Torch matmul give false results sometimes

I use the libtorch in my c++ project on Orin jetson platform.
When using matmul, I found it gave false result somtime.

the first matrix size is [1600, 1216, 4].
the second matrix size is [B, 4, 3], and the B stands for batch size
the dtype of both matrixes is float32.
I use the matmul as the following:

torch.matmul(m1.view({-1, 4}), m2);

I found that when B is small(such as <= 2), the result is right. But when B is large(such as 30), the result
is false.

When I tried to change the dtype to be float64, it can give right result.
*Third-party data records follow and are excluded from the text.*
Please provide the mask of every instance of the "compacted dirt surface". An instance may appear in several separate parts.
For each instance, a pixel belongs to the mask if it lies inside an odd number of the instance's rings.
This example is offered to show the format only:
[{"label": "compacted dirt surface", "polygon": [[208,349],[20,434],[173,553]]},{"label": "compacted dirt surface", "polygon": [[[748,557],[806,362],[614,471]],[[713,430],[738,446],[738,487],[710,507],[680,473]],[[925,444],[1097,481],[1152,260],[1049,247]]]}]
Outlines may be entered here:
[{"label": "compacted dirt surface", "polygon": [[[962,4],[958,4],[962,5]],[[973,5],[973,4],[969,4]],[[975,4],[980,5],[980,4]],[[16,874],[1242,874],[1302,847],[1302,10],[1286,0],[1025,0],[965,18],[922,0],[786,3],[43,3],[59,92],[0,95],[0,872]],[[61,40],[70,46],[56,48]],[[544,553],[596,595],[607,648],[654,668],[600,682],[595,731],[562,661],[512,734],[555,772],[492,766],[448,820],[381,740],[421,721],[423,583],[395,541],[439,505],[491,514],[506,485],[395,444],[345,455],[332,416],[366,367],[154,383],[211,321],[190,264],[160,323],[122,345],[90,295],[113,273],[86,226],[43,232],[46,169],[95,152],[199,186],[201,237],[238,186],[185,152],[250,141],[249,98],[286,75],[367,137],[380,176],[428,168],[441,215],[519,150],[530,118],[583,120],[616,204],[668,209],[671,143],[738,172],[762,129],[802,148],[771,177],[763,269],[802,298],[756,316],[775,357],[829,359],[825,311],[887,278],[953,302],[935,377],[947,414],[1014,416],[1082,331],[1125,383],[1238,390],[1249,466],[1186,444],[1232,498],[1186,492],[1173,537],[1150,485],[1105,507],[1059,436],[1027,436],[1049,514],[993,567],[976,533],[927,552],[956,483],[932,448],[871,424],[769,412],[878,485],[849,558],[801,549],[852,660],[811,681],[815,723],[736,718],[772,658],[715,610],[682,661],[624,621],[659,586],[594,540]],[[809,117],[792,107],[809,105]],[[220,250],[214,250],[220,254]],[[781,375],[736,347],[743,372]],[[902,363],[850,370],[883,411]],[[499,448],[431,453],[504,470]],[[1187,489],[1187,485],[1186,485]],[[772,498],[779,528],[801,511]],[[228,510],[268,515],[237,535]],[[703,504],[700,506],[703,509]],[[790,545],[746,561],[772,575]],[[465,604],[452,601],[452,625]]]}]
In my opinion, float32 is enough for the computaion. An example data is like this:
M1 = “”"
089.4820 042.1113 022.1533 001.0000
089.4870 042.1113 022.1523 001.0000
089.4921 042.1113 022.1523 001.0000
089.4970 042.1113 022.1523 001.0000
089.5020 042.1113 022.1523 001.0000
089.5070 042.1113 022.1523 001.0000
089.5120 042.1113 022.1514 001.0000
089.5170 042.1113 022.1514 001.0000
089.5220 042.1113 022.1514 001.0000
089.5270 042.1113 022.1514 001.0000
“”"
M2 = “”"
-1.6649 0001.3089 -0.2094
0001.1314 0001.5086 -0.5520
-0.3370 -1.4009 -0.8071
0107.2991 -150.7653 0062.4391
“”"

Also, when using the matmul implemented by myself, the result is right.
So I think it may be (not sure) a bug of libtorch. And is there any idea to sovle it?
Thanks

Could you post a minimal and executable code snippet to reproduce the issue, the results you are seeing, as well as more information about your setup (i.e. which JetPack version are you using, how did you install PyTorch etc.)?